The company also attacked a non-equity technology partnership with OpenAI. This gives you Legalon access to ChatGpt makers’ advanced, large-scale language models.
“It’s a technical collaboration,” explained Lewis. “It gives us early access to their latest models, and it positions our engineers to work side by side with Openai engineers. In that respect, it advances our goal of building a cutting edge edge. [AI] We are agents using great technology, but we can take it into account with our unique legal content and expertise. ”
The AI revolution has proven to be a massive tailwind for legal tech startups around the world. In June, Harvey AI secured $300 million in Series E funding, pushing its valuation to $5 billion, and last year Clio also raised $300 million, reaching a valuation of $3 billion.

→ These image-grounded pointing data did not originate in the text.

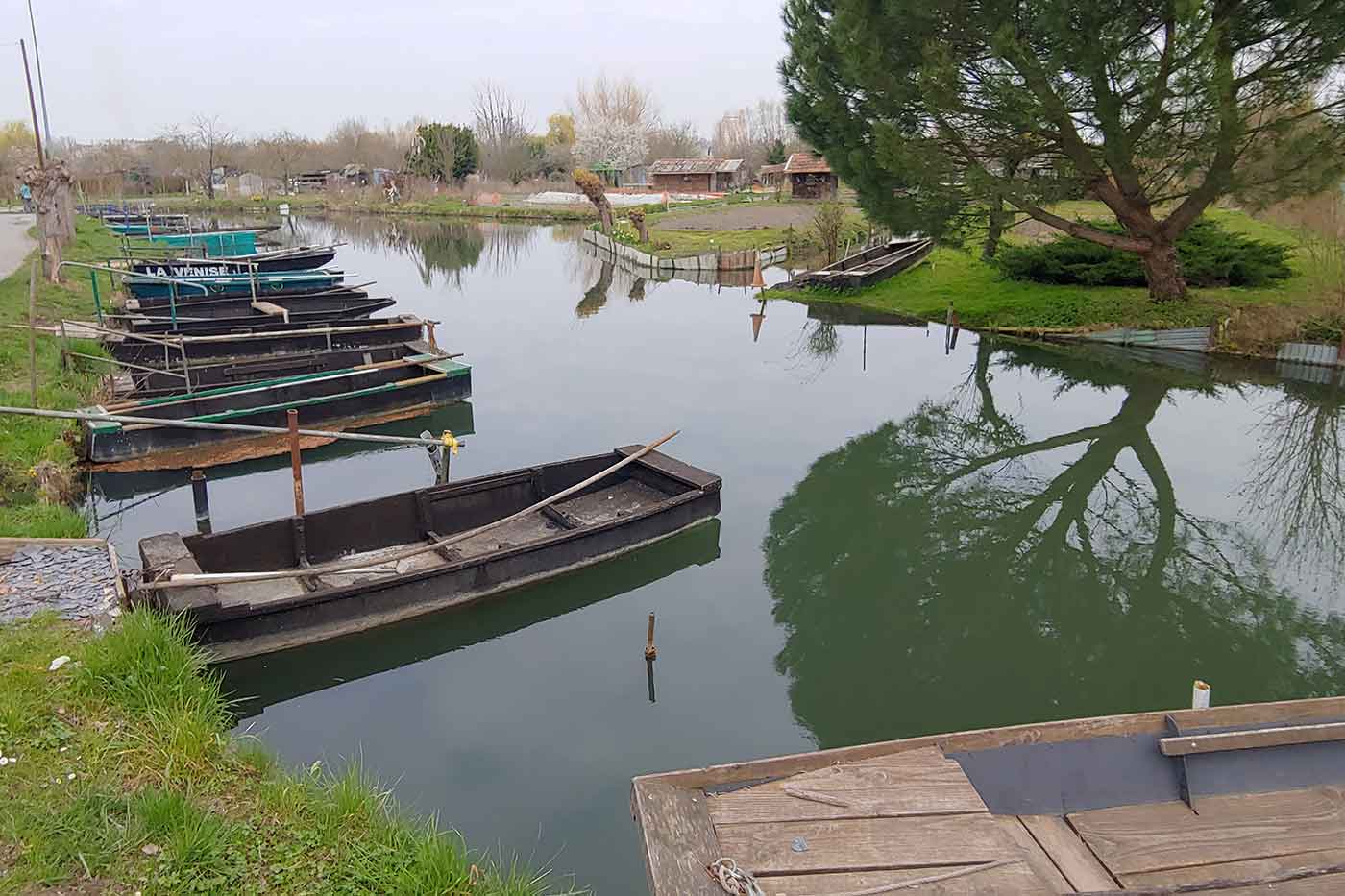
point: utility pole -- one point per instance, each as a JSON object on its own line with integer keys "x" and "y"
{"x": 33, "y": 105}
{"x": 42, "y": 87}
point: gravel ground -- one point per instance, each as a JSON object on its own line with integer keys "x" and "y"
{"x": 77, "y": 581}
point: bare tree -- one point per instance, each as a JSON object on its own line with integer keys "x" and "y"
{"x": 285, "y": 151}
{"x": 201, "y": 147}
{"x": 503, "y": 133}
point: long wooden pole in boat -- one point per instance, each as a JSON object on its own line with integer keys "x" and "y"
{"x": 191, "y": 580}
{"x": 202, "y": 424}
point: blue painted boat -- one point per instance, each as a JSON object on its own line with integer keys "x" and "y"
{"x": 235, "y": 284}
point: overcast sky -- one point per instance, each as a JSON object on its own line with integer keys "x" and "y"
{"x": 134, "y": 67}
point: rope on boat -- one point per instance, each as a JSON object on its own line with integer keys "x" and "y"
{"x": 192, "y": 580}
{"x": 737, "y": 882}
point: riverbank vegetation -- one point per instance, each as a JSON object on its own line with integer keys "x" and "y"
{"x": 1253, "y": 319}
{"x": 37, "y": 463}
{"x": 1157, "y": 110}
{"x": 118, "y": 772}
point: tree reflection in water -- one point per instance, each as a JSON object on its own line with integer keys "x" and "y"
{"x": 948, "y": 572}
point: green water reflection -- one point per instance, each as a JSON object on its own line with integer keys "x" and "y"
{"x": 947, "y": 570}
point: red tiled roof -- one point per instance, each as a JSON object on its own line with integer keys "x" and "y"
{"x": 806, "y": 163}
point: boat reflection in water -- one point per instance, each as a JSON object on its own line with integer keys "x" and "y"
{"x": 262, "y": 681}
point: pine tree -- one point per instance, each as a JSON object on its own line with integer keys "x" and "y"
{"x": 925, "y": 107}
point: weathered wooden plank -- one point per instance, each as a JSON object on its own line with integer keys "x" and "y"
{"x": 1243, "y": 826}
{"x": 1045, "y": 871}
{"x": 991, "y": 882}
{"x": 865, "y": 844}
{"x": 1253, "y": 869}
{"x": 678, "y": 839}
{"x": 1152, "y": 722}
{"x": 1068, "y": 852}
{"x": 917, "y": 784}
{"x": 1193, "y": 744}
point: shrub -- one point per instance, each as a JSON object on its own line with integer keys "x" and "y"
{"x": 1210, "y": 255}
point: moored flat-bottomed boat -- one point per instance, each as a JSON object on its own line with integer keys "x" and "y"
{"x": 262, "y": 336}
{"x": 651, "y": 498}
{"x": 1231, "y": 801}
{"x": 335, "y": 400}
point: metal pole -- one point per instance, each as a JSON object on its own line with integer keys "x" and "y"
{"x": 296, "y": 463}
{"x": 33, "y": 105}
{"x": 37, "y": 57}
{"x": 201, "y": 499}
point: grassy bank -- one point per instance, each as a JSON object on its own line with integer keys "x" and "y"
{"x": 1255, "y": 318}
{"x": 127, "y": 779}
{"x": 34, "y": 458}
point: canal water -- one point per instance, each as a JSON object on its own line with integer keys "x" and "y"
{"x": 918, "y": 534}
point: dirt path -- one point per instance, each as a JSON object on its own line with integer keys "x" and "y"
{"x": 15, "y": 242}
{"x": 742, "y": 217}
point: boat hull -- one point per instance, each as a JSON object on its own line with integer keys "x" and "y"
{"x": 322, "y": 401}
{"x": 268, "y": 338}
{"x": 232, "y": 628}
{"x": 199, "y": 267}
{"x": 235, "y": 284}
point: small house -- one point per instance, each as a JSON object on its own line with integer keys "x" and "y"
{"x": 697, "y": 175}
{"x": 810, "y": 177}
{"x": 770, "y": 177}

But even if generative AI transforms the legal industry, Lewis doesn’t think it will replace lawyers. “The state of technology does not exist yet, and the change in lawyers is not our vision,” he said. “The lawyers are still in the driver’s seat. What AI today can’t do perfectly is by definition something only people can do. And lawyers who lean towards that responsibility – editing, editing, and using judgment is what we see today’s most extraordinary leverage from AI.”
Series C will increase Regalon’s total capital to more than $200 million. The investors include SoftBank Vision Fund, HSG (formerly known as Sequoia Capital China), Japanese venture capital firm Jafco and MUFG Bank.